Positively Dickensian
This year’s A Christmas Carol on the BBC makes a strong case for the revival of Dickensian as a campaigning idiom, although it characteristically baulks at the revolution it objectively indicates. As fuming Spectator columnists were quick to recognise, it’s pretty on the nose: Scrooge and Marley’s rapacious parsimony causes not only a pit tunnel collapse in a Welsh coal mine, but also an infernal gas-explosion disaster best described as “Victorian Grenfell”.
In this version, the role of the Spirits is to indicate - they point, forwards, backwards and all around, putting their fingers on salient features of the times. “Spirit” here is not cloudy mystification but sharp pointing, needles and pins. This, here, and this, here, and this, here. “The intimate inspection of your heart and your soul”, but also of the shaping circumstances of that blighted interiority, and the widening circle of consequences.

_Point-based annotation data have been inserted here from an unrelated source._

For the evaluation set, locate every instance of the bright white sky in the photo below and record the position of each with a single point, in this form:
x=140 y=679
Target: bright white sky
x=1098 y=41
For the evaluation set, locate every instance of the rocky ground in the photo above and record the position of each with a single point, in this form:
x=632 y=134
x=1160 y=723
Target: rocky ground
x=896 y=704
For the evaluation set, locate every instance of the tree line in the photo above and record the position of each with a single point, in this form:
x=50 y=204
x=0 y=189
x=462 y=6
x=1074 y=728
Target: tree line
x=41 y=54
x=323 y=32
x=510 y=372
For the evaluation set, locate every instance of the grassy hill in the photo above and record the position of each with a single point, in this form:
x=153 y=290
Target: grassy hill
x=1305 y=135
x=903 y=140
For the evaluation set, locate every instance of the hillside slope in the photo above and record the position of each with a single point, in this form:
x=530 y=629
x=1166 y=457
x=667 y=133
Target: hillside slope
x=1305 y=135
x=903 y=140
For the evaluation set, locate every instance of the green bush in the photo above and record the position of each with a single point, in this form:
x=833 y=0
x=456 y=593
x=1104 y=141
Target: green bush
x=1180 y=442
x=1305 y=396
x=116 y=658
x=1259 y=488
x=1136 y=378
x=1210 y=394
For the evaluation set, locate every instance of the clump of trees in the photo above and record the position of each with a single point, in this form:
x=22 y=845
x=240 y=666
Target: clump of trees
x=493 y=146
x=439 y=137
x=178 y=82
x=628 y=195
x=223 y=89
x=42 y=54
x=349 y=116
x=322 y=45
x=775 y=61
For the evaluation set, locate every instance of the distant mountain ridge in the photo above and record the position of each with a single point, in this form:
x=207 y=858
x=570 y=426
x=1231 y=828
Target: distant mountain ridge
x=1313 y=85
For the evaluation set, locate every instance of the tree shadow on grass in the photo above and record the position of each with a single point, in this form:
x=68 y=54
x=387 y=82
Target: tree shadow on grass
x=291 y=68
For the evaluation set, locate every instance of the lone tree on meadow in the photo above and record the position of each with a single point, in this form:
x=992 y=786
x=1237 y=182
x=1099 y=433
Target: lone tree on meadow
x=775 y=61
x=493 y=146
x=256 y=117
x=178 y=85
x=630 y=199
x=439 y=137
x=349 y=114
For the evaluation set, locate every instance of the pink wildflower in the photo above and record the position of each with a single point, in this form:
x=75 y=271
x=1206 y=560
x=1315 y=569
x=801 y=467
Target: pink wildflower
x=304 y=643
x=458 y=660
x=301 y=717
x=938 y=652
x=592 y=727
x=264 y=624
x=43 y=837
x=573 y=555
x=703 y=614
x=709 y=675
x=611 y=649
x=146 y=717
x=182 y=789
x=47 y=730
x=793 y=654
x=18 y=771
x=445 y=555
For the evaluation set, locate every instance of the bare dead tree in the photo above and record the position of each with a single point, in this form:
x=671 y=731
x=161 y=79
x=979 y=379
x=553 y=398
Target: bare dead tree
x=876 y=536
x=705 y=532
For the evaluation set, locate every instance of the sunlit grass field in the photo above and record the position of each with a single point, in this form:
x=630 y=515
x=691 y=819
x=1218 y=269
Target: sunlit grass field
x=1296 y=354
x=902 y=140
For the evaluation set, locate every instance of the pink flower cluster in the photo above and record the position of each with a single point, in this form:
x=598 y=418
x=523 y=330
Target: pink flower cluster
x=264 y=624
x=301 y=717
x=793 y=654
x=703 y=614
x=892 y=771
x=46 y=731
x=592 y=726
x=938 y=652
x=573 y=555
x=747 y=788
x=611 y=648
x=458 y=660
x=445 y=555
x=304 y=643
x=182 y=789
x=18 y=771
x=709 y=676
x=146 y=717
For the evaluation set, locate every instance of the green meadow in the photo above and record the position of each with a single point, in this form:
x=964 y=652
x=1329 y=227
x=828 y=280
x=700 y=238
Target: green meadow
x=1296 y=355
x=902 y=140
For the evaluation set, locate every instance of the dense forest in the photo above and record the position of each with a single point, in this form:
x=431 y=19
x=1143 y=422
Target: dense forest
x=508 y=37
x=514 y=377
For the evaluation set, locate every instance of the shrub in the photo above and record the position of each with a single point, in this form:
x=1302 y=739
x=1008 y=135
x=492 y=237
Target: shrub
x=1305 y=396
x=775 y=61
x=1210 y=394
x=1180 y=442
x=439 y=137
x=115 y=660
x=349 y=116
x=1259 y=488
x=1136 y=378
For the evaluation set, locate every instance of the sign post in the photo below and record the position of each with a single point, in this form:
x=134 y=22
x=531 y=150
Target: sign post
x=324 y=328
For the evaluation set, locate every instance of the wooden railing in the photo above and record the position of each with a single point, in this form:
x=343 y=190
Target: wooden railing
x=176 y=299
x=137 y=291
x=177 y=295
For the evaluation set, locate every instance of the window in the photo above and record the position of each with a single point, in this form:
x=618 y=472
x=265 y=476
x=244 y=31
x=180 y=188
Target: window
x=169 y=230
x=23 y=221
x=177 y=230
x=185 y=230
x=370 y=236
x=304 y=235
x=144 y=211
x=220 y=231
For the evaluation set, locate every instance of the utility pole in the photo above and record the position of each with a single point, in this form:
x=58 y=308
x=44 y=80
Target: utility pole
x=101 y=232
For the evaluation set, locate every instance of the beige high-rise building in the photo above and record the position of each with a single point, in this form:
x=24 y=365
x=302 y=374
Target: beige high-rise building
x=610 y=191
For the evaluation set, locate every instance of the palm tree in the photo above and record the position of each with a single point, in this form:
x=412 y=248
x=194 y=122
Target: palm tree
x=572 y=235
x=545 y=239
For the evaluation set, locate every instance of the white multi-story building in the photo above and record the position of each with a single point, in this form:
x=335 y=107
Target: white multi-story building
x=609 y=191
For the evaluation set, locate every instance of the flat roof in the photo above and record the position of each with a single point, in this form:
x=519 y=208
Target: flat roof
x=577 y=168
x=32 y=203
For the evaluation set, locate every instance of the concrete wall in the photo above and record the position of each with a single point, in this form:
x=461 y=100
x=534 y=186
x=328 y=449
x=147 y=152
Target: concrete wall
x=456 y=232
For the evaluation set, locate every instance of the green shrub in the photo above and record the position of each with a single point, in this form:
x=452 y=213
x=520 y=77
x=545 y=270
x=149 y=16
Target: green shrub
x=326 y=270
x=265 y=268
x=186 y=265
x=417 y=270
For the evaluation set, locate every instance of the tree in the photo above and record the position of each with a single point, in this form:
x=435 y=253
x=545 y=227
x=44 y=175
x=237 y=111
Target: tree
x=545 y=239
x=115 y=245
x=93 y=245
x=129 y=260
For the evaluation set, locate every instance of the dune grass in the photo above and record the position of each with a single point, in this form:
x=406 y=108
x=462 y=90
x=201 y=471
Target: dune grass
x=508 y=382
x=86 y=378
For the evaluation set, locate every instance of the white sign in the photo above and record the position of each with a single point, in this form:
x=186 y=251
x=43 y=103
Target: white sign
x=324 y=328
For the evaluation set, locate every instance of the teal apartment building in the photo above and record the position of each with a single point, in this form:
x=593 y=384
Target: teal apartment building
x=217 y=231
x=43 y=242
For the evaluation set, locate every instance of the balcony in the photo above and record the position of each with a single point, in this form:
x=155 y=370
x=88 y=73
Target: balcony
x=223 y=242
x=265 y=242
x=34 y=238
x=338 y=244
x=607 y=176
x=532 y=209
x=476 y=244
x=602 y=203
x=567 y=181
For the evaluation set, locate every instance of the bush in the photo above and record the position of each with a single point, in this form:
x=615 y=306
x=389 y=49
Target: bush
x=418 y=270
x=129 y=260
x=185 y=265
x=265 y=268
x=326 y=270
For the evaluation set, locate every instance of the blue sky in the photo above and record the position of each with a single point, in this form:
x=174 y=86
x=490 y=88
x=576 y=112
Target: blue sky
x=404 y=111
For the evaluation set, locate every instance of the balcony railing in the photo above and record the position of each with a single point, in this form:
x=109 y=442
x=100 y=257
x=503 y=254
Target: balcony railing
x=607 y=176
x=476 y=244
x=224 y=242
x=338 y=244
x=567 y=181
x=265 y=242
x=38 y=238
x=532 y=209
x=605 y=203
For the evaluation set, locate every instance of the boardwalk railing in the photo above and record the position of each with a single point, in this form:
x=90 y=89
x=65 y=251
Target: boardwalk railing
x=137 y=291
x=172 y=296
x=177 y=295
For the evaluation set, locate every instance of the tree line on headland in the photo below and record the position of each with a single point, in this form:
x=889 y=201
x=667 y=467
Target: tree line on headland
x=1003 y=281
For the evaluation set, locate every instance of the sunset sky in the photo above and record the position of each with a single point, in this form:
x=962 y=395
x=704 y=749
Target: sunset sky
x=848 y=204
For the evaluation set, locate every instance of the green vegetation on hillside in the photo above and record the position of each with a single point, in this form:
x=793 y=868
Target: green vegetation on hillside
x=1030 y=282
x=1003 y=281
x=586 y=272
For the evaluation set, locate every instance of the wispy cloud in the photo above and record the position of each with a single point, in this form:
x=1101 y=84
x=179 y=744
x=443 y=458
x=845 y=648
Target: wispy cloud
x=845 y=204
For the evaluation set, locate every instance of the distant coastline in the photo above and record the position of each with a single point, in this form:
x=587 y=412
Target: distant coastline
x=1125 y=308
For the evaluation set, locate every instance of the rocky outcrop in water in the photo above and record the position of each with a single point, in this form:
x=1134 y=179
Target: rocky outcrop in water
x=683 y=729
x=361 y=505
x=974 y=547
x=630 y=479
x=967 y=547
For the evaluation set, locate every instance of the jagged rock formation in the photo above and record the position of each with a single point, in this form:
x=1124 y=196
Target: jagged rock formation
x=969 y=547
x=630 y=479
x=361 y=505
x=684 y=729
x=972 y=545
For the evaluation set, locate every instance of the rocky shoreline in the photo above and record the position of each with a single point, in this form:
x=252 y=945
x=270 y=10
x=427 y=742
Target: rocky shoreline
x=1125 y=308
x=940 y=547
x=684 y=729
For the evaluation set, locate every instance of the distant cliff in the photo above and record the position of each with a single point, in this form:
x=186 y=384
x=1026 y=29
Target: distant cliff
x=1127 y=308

We have a Scrooge, an “object in the shape of a man”, morally obliterated in childhood (his school fees paid via a nefaripus arrangement between his father and a paedophile schoolmaster), and rehabilitated through his own fugitive tenderness towards vulnerable lives (unobserved, without expectation of reward, he places a blanket on a shivering horse, echoing perhaps the fabled moment of Nietzsche’s breakdown), those presumed non-combatant in the war of all against all. The task of the Spirits is to circumvent the closed loop of Scrooge’s self-hatred, to construct a counter-proof to his proof that self-interest dominates universally (and thus that he cannot as a child have had any claim to the care or protection of others).
This is the Dickensian moral figure: Scrooge must be moved to pity, not so that he recognises that it is virtuous to condescend to those less fortunate, but so that he can recognise his own formative harms as not inevitable, not dictated by the iron law of things. It is not only a question of piercing the hardened heart of a miser, but of dismantling a system of justification forged as a way of rationalising injury — “axioms to him who’d never heard / of any world where promises were kept / or one could weep because another wept”.
I may have something else to say about the place of “spirit” in all this presently. This was very much more a pagan than a Christian Carol (although the first Spirit may have worn a crown of thorns), the world of spirit centering on a blazing bonfire in the midst of a bleak midwinter, which reminded me a great deal of the 1980s BBC adaptation of John Masefield’s The Box of Delights: there is a visual language which belongs to the genre we might call “spooky BBC Xmas programming”. Of course this is also Christian — a light shining in the darkness, which comprehendeth it not — but it is a decidedly un-demythologised Christianity, in which the connection between spirit and truth is that between subterranean hidden forces which must come to light, rather than a divine inspiration shining down from above.